Ortaya çıkan veriler, dünya çapında son 15 yılda antibiyotik direncinin artış gösterdiğini bizlere anlatıyor. Orta kulak iltihabı, menenjit ve septisemi gibi bakteriyel hastalıklar çocuklarda ortaya çıktığında, sıklıkla antibiyotik ile tedavi ediliyor. Fakat yeni sonuçlanan bir araştırmaya göre, piyasadaki antibiyotiklerin yüzde 50’sinden fazlasının tedaviye herhangi bir etkisi bulunmuyor.
Avustralya’daki Sidney Üniversitesi’nde yürütülen araştırmanın sonuçlarına göre, bakteriler, söz konusu antibiyotiklere karşı belirli bir dirence sahip. Bu, özellikle de bağışıklık sistemi henüz gelişmemiş olan yenidoğan ve çocuklar için bir tehlike teşkil ediyor. Bebek ve çocukların bağışıklık sistemi, bünyelerine giren bakterilere karşı kendini savunacak kabiliyete henüz sahip değil.
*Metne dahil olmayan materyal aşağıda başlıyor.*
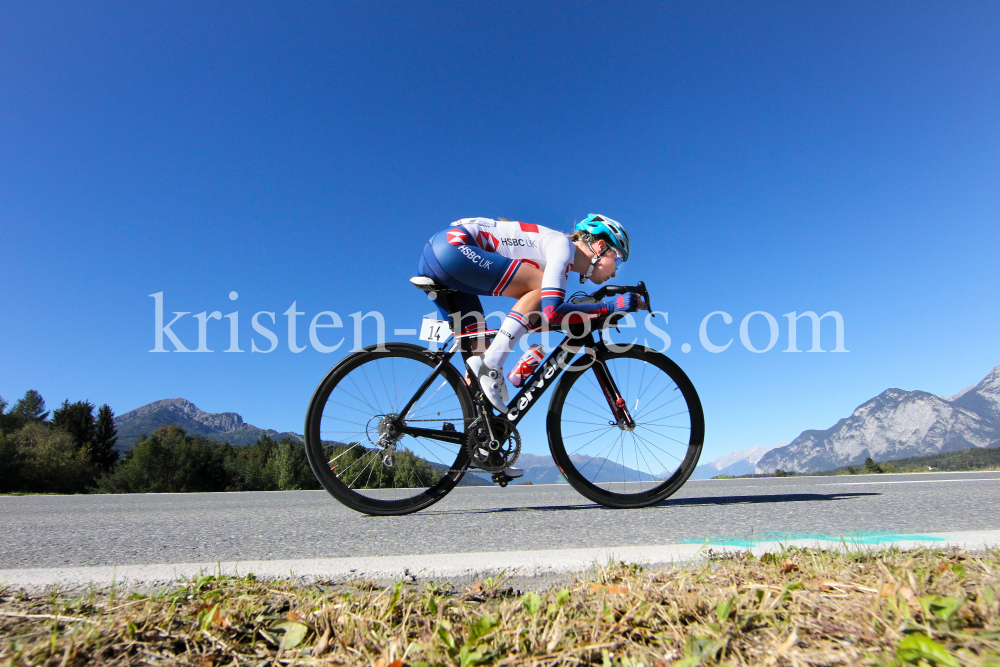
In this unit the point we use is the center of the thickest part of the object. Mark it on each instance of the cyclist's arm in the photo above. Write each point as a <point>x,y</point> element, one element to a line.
<point>559,254</point>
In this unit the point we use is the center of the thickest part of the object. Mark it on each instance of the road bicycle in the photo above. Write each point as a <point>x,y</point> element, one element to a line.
<point>392,428</point>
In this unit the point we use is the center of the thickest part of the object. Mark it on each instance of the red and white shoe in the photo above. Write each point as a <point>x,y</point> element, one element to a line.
<point>491,381</point>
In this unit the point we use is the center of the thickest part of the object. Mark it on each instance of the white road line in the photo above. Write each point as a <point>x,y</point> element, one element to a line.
<point>453,566</point>
<point>915,481</point>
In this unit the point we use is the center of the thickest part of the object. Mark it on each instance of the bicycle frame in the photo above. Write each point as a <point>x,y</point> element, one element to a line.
<point>540,381</point>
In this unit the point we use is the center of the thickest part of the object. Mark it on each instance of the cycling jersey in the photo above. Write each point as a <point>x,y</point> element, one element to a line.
<point>482,256</point>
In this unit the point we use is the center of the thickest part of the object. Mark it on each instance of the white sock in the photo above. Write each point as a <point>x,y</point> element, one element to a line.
<point>513,327</point>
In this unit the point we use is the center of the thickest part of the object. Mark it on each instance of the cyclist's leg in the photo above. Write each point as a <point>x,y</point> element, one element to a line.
<point>526,288</point>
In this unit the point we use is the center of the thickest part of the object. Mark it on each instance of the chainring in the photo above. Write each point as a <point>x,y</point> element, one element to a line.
<point>504,451</point>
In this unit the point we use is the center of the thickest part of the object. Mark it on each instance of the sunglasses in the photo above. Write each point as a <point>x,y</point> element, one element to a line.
<point>618,255</point>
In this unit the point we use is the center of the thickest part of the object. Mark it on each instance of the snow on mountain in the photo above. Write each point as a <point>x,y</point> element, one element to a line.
<point>897,424</point>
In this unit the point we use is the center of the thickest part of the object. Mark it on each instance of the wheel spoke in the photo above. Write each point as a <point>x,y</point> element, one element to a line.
<point>369,464</point>
<point>627,469</point>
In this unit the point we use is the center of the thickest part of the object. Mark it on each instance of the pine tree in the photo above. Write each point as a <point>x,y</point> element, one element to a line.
<point>103,453</point>
<point>31,408</point>
<point>77,419</point>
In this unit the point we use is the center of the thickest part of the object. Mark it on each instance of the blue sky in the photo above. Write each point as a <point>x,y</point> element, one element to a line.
<point>764,156</point>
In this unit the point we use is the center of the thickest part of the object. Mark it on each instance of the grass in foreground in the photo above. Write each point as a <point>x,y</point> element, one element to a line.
<point>797,607</point>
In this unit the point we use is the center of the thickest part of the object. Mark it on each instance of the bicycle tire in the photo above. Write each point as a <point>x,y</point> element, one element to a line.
<point>587,472</point>
<point>347,391</point>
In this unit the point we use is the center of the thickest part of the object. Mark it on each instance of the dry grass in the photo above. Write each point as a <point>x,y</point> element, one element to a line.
<point>797,607</point>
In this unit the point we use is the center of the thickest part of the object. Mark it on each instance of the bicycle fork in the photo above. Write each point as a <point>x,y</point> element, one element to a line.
<point>616,402</point>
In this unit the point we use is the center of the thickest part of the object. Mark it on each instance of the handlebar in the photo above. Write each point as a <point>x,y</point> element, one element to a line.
<point>640,289</point>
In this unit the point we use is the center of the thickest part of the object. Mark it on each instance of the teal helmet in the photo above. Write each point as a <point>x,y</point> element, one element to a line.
<point>608,229</point>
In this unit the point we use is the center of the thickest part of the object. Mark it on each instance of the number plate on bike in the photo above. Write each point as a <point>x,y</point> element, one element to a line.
<point>435,331</point>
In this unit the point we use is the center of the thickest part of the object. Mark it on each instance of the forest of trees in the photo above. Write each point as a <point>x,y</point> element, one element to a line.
<point>71,450</point>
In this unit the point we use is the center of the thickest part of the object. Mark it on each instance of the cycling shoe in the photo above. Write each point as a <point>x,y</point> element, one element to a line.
<point>491,380</point>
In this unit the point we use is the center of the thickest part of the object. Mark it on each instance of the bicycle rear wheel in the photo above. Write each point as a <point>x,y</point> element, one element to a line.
<point>350,412</point>
<point>618,467</point>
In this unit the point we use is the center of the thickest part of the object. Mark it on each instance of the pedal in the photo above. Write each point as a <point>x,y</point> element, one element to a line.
<point>502,480</point>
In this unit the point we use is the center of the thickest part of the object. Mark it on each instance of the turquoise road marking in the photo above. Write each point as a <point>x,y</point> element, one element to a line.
<point>849,538</point>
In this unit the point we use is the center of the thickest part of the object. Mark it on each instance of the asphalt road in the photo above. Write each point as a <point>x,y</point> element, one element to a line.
<point>72,531</point>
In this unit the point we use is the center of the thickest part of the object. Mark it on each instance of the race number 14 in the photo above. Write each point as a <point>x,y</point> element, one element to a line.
<point>435,331</point>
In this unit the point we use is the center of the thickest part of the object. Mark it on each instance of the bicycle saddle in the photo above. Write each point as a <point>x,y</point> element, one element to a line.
<point>430,285</point>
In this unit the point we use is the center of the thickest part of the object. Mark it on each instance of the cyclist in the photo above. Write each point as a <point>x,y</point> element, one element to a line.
<point>531,263</point>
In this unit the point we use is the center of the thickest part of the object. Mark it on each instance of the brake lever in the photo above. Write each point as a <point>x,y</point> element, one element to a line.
<point>645,296</point>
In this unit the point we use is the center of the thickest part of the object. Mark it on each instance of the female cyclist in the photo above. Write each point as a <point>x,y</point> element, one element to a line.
<point>531,263</point>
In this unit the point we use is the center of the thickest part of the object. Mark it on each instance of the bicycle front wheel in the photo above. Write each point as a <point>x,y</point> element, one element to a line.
<point>355,406</point>
<point>622,467</point>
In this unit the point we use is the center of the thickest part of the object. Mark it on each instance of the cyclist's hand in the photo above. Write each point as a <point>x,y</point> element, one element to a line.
<point>627,303</point>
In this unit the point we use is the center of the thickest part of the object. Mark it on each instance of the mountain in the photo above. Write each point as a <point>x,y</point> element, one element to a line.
<point>224,426</point>
<point>897,424</point>
<point>741,462</point>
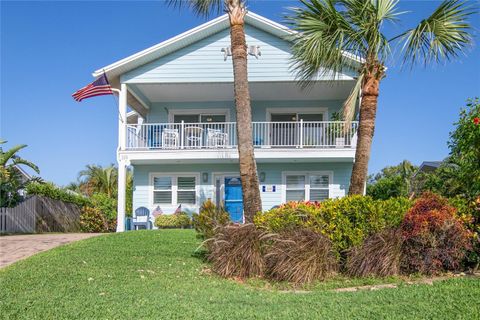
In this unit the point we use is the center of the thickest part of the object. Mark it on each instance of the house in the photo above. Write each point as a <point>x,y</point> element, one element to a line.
<point>180,131</point>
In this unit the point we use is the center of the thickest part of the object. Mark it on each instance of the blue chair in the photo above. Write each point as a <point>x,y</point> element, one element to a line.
<point>141,219</point>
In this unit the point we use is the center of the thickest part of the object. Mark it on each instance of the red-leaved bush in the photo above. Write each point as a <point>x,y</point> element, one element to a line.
<point>435,239</point>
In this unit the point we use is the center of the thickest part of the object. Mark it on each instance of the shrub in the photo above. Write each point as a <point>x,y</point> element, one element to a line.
<point>209,218</point>
<point>379,255</point>
<point>176,220</point>
<point>435,239</point>
<point>301,256</point>
<point>53,192</point>
<point>93,220</point>
<point>346,221</point>
<point>106,204</point>
<point>236,251</point>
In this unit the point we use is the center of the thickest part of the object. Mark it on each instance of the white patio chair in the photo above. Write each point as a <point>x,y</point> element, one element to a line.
<point>216,138</point>
<point>193,136</point>
<point>170,138</point>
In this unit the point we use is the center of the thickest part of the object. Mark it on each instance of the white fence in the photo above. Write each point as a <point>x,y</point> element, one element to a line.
<point>301,134</point>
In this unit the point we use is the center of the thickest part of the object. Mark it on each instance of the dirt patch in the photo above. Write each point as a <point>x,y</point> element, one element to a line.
<point>14,248</point>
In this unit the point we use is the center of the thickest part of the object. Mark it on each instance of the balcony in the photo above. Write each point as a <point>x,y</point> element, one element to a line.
<point>222,135</point>
<point>272,141</point>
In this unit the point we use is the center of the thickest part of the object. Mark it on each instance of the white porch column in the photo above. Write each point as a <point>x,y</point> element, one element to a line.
<point>122,117</point>
<point>122,165</point>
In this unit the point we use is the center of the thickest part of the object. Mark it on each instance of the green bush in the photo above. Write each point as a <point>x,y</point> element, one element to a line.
<point>209,218</point>
<point>53,192</point>
<point>345,221</point>
<point>93,220</point>
<point>176,220</point>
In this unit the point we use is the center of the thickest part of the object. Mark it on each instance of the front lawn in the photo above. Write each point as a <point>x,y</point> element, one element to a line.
<point>154,274</point>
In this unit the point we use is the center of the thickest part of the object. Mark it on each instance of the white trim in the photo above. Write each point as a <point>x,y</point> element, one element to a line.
<point>307,175</point>
<point>231,155</point>
<point>251,18</point>
<point>174,176</point>
<point>199,111</point>
<point>310,110</point>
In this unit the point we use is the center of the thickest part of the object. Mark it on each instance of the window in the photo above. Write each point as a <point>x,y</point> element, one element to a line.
<point>308,186</point>
<point>319,187</point>
<point>295,188</point>
<point>162,190</point>
<point>174,189</point>
<point>186,190</point>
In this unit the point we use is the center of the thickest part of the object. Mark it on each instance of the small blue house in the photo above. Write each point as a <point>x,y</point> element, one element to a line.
<point>177,125</point>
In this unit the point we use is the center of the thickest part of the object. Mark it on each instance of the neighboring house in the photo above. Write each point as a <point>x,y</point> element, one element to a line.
<point>181,137</point>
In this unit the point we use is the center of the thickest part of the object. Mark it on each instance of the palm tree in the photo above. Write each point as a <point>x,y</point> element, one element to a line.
<point>330,32</point>
<point>248,168</point>
<point>11,180</point>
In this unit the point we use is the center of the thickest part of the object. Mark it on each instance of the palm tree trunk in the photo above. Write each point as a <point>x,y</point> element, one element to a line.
<point>248,167</point>
<point>366,128</point>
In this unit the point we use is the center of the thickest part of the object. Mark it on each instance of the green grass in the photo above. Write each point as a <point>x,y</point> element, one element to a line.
<point>155,275</point>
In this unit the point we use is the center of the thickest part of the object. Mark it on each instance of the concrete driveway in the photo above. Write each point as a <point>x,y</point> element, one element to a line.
<point>14,248</point>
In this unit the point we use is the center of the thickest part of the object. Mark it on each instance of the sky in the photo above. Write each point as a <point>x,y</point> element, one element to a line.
<point>49,50</point>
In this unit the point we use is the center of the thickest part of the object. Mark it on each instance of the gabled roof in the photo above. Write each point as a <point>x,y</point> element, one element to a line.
<point>182,40</point>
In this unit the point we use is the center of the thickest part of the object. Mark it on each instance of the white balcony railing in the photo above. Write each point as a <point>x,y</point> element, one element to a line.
<point>223,135</point>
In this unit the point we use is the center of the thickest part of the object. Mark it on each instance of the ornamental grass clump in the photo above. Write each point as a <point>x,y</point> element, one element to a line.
<point>379,255</point>
<point>435,239</point>
<point>236,251</point>
<point>301,256</point>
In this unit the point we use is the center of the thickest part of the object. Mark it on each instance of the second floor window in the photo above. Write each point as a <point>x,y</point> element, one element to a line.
<point>307,187</point>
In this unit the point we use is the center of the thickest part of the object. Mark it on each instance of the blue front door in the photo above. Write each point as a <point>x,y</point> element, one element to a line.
<point>233,199</point>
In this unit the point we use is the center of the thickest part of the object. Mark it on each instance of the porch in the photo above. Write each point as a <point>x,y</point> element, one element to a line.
<point>223,135</point>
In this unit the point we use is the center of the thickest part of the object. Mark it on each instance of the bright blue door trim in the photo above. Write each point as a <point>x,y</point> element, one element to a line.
<point>234,199</point>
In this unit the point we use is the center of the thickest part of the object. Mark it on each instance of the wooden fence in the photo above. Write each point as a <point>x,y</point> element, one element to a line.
<point>40,214</point>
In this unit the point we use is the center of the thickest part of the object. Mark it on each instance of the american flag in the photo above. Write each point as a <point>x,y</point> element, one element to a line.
<point>98,87</point>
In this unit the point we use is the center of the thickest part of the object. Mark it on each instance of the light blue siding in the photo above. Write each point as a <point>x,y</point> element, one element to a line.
<point>273,177</point>
<point>203,61</point>
<point>159,111</point>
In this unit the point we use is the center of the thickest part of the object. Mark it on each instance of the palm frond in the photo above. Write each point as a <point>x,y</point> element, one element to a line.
<point>442,36</point>
<point>9,154</point>
<point>27,163</point>
<point>203,8</point>
<point>324,35</point>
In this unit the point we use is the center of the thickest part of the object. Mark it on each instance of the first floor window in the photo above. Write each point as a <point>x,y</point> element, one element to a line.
<point>295,188</point>
<point>175,189</point>
<point>311,187</point>
<point>162,190</point>
<point>186,190</point>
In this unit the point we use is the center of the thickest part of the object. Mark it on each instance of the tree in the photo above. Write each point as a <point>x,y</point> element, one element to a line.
<point>248,168</point>
<point>459,174</point>
<point>392,181</point>
<point>11,179</point>
<point>331,32</point>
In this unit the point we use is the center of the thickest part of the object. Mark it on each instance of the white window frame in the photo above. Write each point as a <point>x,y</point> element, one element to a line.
<point>174,176</point>
<point>207,111</point>
<point>316,110</point>
<point>307,175</point>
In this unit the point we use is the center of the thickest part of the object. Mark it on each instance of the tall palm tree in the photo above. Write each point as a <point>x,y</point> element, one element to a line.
<point>11,180</point>
<point>248,168</point>
<point>330,32</point>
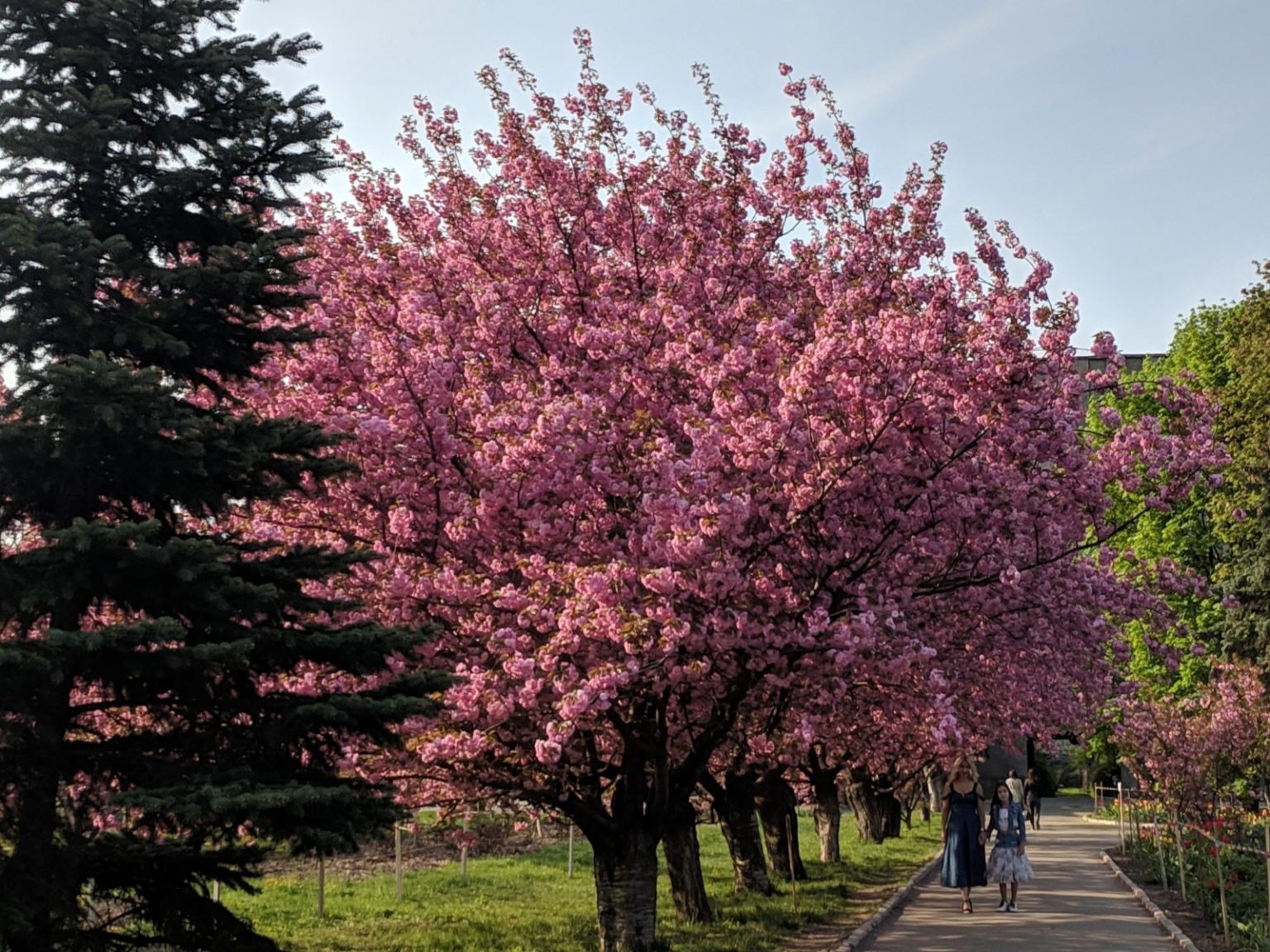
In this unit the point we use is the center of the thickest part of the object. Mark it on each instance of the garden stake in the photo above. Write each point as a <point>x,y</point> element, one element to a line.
<point>1119,802</point>
<point>462,852</point>
<point>1220,888</point>
<point>1182,859</point>
<point>789,843</point>
<point>322,888</point>
<point>397,831</point>
<point>1160,848</point>
<point>1268,866</point>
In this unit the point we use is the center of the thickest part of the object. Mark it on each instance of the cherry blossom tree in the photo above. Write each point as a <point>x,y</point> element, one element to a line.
<point>661,426</point>
<point>1191,750</point>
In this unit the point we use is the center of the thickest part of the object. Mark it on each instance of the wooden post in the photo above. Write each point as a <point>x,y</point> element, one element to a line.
<point>397,836</point>
<point>1182,856</point>
<point>322,888</point>
<point>462,852</point>
<point>789,843</point>
<point>1160,850</point>
<point>1119,800</point>
<point>1268,866</point>
<point>1220,888</point>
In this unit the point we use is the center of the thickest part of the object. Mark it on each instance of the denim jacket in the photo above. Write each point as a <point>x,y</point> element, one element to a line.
<point>1016,829</point>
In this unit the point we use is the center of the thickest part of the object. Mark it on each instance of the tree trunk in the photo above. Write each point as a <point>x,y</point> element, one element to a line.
<point>37,892</point>
<point>828,815</point>
<point>777,810</point>
<point>627,892</point>
<point>684,864</point>
<point>734,804</point>
<point>876,812</point>
<point>933,793</point>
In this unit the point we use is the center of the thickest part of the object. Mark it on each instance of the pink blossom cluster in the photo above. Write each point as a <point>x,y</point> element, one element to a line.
<point>696,447</point>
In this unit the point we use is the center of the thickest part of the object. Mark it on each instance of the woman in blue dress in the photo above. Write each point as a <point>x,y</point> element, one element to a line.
<point>963,826</point>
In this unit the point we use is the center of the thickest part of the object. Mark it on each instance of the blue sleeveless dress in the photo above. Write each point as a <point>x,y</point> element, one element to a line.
<point>963,853</point>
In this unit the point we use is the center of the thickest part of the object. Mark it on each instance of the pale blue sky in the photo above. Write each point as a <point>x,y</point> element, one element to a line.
<point>1127,141</point>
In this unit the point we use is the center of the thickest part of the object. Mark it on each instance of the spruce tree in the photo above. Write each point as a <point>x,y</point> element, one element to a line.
<point>147,264</point>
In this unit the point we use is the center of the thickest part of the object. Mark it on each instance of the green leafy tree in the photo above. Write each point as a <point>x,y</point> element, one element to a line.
<point>1244,522</point>
<point>174,692</point>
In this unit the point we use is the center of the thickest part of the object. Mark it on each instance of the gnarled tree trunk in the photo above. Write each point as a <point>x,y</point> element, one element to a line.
<point>734,802</point>
<point>627,892</point>
<point>876,807</point>
<point>777,812</point>
<point>827,812</point>
<point>684,864</point>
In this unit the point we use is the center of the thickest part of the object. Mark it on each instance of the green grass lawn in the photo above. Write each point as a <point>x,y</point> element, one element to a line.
<point>528,902</point>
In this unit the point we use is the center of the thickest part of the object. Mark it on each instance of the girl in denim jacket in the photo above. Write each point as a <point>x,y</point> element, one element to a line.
<point>1007,864</point>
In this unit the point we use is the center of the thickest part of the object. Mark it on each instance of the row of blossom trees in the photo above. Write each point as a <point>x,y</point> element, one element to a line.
<point>709,464</point>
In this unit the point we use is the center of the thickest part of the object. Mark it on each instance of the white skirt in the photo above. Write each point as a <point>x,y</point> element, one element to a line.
<point>1005,864</point>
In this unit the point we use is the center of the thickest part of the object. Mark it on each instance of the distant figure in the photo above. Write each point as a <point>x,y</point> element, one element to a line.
<point>1007,864</point>
<point>1016,788</point>
<point>962,824</point>
<point>1032,798</point>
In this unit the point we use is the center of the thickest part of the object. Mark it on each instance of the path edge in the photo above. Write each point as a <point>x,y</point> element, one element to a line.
<point>902,895</point>
<point>1180,937</point>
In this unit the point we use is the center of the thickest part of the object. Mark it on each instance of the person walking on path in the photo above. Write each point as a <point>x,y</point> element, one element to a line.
<point>1078,905</point>
<point>1016,786</point>
<point>1007,864</point>
<point>962,826</point>
<point>1032,798</point>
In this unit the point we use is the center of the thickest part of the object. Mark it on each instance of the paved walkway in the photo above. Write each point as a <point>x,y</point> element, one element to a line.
<point>1073,904</point>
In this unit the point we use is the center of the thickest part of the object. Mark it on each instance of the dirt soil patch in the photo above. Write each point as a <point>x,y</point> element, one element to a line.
<point>1186,916</point>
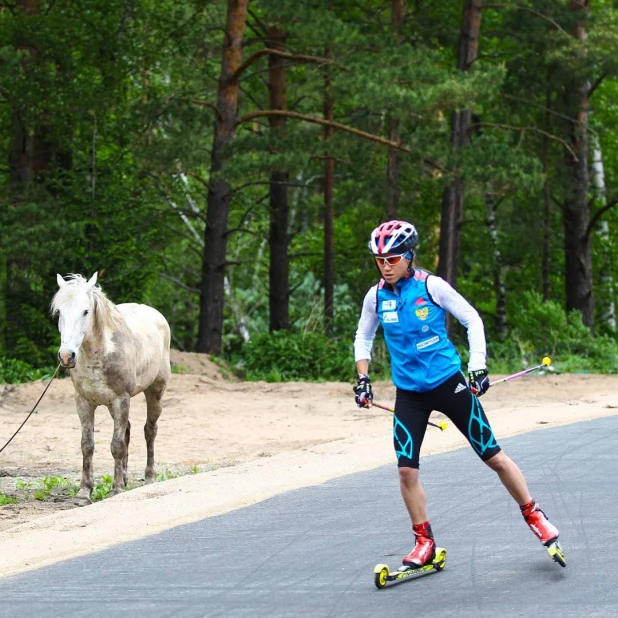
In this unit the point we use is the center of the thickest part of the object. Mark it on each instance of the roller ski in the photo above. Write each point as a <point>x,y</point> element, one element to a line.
<point>383,575</point>
<point>544,530</point>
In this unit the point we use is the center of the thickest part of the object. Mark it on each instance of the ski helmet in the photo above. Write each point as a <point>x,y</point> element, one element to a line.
<point>393,236</point>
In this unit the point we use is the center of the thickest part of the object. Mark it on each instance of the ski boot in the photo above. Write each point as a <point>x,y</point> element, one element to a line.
<point>425,549</point>
<point>544,530</point>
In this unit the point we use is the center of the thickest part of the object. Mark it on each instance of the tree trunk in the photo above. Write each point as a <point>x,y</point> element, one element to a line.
<point>499,286</point>
<point>576,212</point>
<point>453,196</point>
<point>546,259</point>
<point>278,273</point>
<point>607,314</point>
<point>394,156</point>
<point>210,328</point>
<point>329,210</point>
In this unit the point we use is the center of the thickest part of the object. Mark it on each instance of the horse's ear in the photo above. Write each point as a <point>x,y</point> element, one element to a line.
<point>93,280</point>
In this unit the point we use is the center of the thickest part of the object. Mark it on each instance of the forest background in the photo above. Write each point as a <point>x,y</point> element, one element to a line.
<point>225,162</point>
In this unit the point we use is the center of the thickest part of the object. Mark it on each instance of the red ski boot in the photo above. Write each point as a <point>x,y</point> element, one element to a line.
<point>425,549</point>
<point>545,531</point>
Uzmanlar, antibiyotik söz konusu olduğunda tek hangi antibiyotiğin seçileceğinin değil, dozajın da önemli olduğuna vurgu yapıyor. Çocuklara ekseriyetle, ilacı almalarını kolaylaştırmak için, haptan ziyade şurup şeklinde olan antibiyotikler veriliyor ve bu ilaçlarda dozajı ayarlamak zor olabiliyor.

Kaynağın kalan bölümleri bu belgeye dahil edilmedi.